Zaharie R, Zaharie F, Mocan L, Andreica V, Tantau M, Zdrehus C, Iancu C, Tomus C
Chirurgia (Bucur). 2013 Nov-Dec;108(6):812-5.
BACKGROUNDS/AIM: Despite advances in medical treatment, a large number of patients with inflammatory bowel disease(IBD) require surgery. We aim to evaluate the efficacy and outcome of surgical interventions in patients with chronic inflammatory bowel diseases.
We retrospectively analysed the medical records from 221 patients admitted to our institution between 2009-2012 with the diagnosis of IBD. Out of these patients, 55 (24.88 %) were diagnosed with Crohn's disease,while the remaining 166 patients (75.11%) had ulcerative colitis.
Seventeen of 55 patients with Crohn's disease (30.91%)required surgical management before or during this period. Nine with disease proximal to the transverse colon underwent segmental resections (enteral or colonic) with primary anastomosis, without morbidity. The other 8 patients, with disease distal to the transverse colon, underwent segmental colonic resections (two with primary anastomosis, three with stoma formation) or major colonic resection- subtotal colectomy with ileostomy (1 case) and total proctocolectomy with ileostomy(2 cases). Sixteen of 166 patients with ulcerative colitis(9.64%) required surgery before or during this period. The surgical procedure used included total proctocolectomy with definitive ileostomy (3 cases) and total colectomy with ileostomy(13 cases). 7 of the 13 patients had restorative surgery after total colectomy, 1 remaining with definitive ileostomy due to short vascular pedicle and 5 patients refused restorative surgery. Median daily stool frequency after reconstructive surgery was 7(range 3-12).
For patients with Crohn's disease proximal to the transverse colon, limited resection with primary anastomosis is safe. Major colonic resection (subtotal colectomy or proctocolectomy)is indicated if the disease is located distal to the transverse colon and primary anastomosis should be avoided. Due to unsatisfactory quality of live after reconstructive surgery(stool frequency remains high), total proctocolectomy with end-ileostomy remains a viable alternative for patients with ulcerative colitis.
背景/目的:尽管医学治疗取得了进展,但仍有大量炎症性肠病(IBD)患者需要手术治疗。我们旨在评估慢性炎症性肠病患者手术干预的疗效和结果。
我们回顾性分析了2009年至2012年间入住我院并诊断为IBD的221例患者的病历。在这些患者中,55例(24.88%)被诊断为克罗恩病,其余166例患者(75.11%)患有溃疡性结肠炎。
55例克罗恩病患者中有17例(30.91%)在此期间之前或期间需要手术治疗。9例横结肠近端疾病患者接受了节段性切除(小肠或结肠)并一期吻合,无并发症。
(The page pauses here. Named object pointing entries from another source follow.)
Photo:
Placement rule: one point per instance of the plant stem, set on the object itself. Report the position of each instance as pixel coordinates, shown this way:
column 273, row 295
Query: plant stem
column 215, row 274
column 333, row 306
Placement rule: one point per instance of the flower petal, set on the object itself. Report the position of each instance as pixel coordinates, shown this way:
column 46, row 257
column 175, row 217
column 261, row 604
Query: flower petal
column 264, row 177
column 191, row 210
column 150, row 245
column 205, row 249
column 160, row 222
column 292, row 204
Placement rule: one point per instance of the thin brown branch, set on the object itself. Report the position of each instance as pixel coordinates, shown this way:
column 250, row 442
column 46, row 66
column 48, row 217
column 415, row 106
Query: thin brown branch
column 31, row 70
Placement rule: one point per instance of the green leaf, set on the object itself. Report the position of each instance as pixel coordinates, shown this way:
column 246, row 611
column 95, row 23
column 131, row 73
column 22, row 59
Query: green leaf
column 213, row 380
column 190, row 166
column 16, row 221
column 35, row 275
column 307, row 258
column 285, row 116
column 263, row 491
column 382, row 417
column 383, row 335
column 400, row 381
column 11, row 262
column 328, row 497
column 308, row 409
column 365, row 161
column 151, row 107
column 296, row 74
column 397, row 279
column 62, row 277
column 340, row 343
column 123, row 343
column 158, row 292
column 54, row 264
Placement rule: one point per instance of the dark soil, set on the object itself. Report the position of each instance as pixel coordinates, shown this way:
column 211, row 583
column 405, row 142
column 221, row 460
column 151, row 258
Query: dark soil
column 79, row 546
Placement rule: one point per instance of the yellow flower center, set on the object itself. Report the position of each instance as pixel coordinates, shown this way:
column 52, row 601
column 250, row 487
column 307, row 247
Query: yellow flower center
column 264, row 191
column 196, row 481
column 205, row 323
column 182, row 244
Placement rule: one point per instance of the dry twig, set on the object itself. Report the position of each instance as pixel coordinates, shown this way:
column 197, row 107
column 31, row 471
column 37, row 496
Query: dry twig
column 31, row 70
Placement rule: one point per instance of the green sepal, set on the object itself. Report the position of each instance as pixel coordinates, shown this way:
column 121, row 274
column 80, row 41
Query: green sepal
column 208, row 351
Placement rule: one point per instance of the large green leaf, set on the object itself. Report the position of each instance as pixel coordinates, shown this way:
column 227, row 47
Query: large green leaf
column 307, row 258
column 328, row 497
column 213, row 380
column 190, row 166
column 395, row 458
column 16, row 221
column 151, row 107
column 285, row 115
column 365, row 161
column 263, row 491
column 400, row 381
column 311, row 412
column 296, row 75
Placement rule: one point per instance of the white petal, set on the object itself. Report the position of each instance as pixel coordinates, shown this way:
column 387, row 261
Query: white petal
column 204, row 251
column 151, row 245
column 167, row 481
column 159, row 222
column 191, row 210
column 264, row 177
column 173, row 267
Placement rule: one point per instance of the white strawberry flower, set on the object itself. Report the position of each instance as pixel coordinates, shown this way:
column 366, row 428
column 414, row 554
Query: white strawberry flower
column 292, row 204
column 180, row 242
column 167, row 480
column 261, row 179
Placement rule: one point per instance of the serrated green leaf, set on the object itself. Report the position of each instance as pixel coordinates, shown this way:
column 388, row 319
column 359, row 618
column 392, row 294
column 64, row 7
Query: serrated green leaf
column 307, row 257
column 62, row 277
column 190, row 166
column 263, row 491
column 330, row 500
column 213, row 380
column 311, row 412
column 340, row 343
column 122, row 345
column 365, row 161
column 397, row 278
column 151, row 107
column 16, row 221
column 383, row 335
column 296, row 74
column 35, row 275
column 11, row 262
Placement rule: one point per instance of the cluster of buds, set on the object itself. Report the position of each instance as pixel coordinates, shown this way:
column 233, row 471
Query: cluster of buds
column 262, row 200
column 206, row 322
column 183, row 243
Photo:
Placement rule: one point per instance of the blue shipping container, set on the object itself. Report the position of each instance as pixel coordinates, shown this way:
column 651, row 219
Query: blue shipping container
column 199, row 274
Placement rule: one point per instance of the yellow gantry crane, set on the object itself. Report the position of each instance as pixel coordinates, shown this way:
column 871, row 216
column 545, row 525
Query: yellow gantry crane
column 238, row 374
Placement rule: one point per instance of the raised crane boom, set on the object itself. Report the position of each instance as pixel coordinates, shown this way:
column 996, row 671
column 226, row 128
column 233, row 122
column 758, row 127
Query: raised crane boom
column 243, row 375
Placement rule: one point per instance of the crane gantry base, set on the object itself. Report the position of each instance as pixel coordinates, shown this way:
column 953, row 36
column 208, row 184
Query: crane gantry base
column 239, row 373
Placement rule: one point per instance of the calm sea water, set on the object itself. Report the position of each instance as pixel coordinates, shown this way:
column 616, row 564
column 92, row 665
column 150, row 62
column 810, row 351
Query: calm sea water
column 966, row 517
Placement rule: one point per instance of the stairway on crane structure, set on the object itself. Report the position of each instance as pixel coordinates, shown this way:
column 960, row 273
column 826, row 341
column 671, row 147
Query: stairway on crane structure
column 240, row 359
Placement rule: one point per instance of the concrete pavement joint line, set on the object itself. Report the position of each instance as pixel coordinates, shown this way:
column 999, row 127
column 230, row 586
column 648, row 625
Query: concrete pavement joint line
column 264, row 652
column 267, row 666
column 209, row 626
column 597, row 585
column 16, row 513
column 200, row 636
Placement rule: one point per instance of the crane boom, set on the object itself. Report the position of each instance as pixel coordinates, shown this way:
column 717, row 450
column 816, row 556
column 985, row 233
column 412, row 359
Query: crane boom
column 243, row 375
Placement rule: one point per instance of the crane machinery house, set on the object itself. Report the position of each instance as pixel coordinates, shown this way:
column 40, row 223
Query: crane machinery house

另外8例横结肠远端疾病患者接受了节段性结肠切除(2例一期吻合,3例造口)或大肠大部切除-全结肠切除加回肠造口术(1例)和全直肠结肠切除加回肠造口术(2例)。166例溃疡性结肠炎患者中有16例(9.64%)在此期间之前或期间需要手术。所采用的手术方法包括全直肠结肠切除加永久性回肠造口术(3例)和全结肠切除加回肠造口术(13例)。13例患者中有7例在全结肠切除术后进行了修复性手术,1例因血管蒂短仍为永久性回肠造口,5例患者拒绝修复性手术。重建手术后每日大便频率中位数为7次(范围3 - 12次)。
对于横结肠近端的克罗恩病患者,有限切除并一期吻合是安全的。如果疾病位于横结肠远端,则应进行大肠大部切除(全结肠切除或全直肠结肠切除),并应避免一期吻合。由于重建手术后生活质量不理想(大便频率仍然很高),全直肠结肠切除加末端回肠造口术仍然是溃疡性结肠炎患者的可行选择。